Thursday, December 3, 2009

Obama On Scientific Integrity

What was President Obama’s response to the revelation that many climate scientists whose reports shape world climate policy have been cooking their information, trying to suppress contrary opinion and data and embracing censorship of critics?

Read the President’s words:


SUBJECT: Scientific Integrity

Science and the scientific process must inform and guide decisions of my Administration on a wide range of issues, including improvement of public health, protection of the environment, increased efficiency in the use of energy and other resources, mitigation of the threat of climate change, and protection of national security.

The public must be able to trust the science and scientific process informing public policy decisions. Political officials should not suppress or alter scientific or technological findings and conclusions. If scientific and technological information is developed and used by the Federal Government, it should ordinarily be made available to the public.

Sorry, that was what he said on March 9, 2009. He hasn’t said anything yet about the data and scientists who will have the biggest influence on talks in Denmark that could reshape climate policy and cost the economies of developed countries hundreds of billions of dollars.

To understand how an open minded scientist looks at evidence, please watch this video on the nature of climate change and some of the forces (including human) that act on it.

(Yes, this is on an investing site. Forget the surrounding text. Watch the video.)

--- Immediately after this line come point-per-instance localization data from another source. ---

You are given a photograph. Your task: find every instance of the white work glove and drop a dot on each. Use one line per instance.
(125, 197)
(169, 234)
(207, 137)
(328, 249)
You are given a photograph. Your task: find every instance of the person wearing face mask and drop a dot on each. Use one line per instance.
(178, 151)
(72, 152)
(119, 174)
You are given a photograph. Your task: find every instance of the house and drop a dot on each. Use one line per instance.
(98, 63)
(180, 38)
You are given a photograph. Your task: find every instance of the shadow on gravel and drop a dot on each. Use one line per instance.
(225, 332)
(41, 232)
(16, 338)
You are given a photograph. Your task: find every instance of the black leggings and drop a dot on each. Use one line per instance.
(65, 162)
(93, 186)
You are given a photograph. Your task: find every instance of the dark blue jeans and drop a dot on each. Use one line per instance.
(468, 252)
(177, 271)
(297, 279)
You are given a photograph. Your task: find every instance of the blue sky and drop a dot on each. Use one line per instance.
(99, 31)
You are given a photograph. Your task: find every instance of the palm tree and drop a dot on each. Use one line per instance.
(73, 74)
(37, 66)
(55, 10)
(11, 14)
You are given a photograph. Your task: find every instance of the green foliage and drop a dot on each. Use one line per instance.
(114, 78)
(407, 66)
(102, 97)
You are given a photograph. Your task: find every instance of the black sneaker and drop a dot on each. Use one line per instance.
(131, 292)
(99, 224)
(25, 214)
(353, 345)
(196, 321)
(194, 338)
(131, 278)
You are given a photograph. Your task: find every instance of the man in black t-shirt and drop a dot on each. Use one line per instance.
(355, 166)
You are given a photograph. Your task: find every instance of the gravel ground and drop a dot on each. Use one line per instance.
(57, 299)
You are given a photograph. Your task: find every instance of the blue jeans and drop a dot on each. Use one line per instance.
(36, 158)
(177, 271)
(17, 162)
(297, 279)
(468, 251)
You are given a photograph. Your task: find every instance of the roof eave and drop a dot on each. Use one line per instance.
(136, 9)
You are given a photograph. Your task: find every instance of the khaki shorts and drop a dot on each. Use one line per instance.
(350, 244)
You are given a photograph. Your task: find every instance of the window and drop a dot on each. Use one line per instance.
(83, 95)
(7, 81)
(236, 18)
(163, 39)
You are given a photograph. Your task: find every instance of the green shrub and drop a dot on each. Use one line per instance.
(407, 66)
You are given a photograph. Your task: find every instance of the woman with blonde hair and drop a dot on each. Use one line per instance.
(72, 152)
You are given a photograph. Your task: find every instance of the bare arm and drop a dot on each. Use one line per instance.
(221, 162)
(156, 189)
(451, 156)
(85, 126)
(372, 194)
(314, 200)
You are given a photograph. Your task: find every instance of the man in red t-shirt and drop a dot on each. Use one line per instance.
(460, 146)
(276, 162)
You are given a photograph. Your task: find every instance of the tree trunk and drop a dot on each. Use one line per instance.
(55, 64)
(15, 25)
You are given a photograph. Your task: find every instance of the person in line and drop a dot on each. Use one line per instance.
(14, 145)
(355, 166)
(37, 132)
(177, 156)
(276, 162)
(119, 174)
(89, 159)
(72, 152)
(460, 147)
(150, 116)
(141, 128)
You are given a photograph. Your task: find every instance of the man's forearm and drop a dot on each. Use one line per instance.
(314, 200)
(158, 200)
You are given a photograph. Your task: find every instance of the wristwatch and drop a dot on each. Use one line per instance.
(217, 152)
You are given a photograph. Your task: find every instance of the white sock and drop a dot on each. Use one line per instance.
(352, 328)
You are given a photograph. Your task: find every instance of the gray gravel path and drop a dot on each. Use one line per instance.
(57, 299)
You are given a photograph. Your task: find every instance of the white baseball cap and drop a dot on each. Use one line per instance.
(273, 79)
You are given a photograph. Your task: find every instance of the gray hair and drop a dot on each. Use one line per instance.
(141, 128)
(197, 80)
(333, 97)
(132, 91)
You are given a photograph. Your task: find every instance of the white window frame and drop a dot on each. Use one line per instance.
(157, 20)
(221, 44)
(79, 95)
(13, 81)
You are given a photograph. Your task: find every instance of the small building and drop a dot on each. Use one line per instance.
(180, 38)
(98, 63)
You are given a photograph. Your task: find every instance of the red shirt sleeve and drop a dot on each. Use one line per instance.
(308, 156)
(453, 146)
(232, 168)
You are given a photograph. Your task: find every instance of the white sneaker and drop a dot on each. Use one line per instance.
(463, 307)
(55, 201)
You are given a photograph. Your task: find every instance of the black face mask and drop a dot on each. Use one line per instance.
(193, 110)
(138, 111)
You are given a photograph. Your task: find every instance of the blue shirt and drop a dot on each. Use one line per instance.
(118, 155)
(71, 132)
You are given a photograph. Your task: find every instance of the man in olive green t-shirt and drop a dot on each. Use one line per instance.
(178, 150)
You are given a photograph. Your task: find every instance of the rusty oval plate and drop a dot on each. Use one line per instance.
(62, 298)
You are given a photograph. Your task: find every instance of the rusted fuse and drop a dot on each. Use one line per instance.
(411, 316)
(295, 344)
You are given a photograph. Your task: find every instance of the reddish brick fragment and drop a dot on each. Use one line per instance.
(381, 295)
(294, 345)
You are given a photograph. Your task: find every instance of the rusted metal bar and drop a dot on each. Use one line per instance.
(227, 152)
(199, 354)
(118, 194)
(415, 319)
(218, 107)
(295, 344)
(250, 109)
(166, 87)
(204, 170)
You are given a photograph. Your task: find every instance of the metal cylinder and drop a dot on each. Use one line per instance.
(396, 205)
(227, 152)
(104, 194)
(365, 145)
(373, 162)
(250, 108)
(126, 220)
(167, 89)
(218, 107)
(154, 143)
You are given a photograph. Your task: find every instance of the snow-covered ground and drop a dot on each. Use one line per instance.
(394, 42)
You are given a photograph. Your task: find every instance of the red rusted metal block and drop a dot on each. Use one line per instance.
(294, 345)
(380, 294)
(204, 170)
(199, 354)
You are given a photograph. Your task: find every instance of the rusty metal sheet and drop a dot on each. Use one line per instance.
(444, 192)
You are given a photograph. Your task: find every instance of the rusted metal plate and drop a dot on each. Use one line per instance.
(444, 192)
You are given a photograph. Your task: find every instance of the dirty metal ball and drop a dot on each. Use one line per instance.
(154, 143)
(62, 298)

(For the record, as the co-author of a book on America's beaches and as a science writer, I understand that we have lots of field data that result from warmer temperatures. Tundra, polar ice coverage, widespread glacial shrinkage, etc. These are the results of past warming. The direction, rate, and scale of future climate change and its causes is open to debate. Past events are not proof that humans are the critical element in climate change. And if we are the critical element, no one yet has proposed any measure that will significantly reduce projected temperature changes in the next 100 years or beyond.

As one of the scientists promoting global warming as a fact said in his e mail about variations on a time frame greater than 100 years, "We know with certainty that we know f***-all."

Given the other urgent needs of humankind and the natural environment, should any committed environmentalist be signing onto Kyoto, Copenhagen, and such schemes or cap and trade without proof that the results are worth the enormous costs?)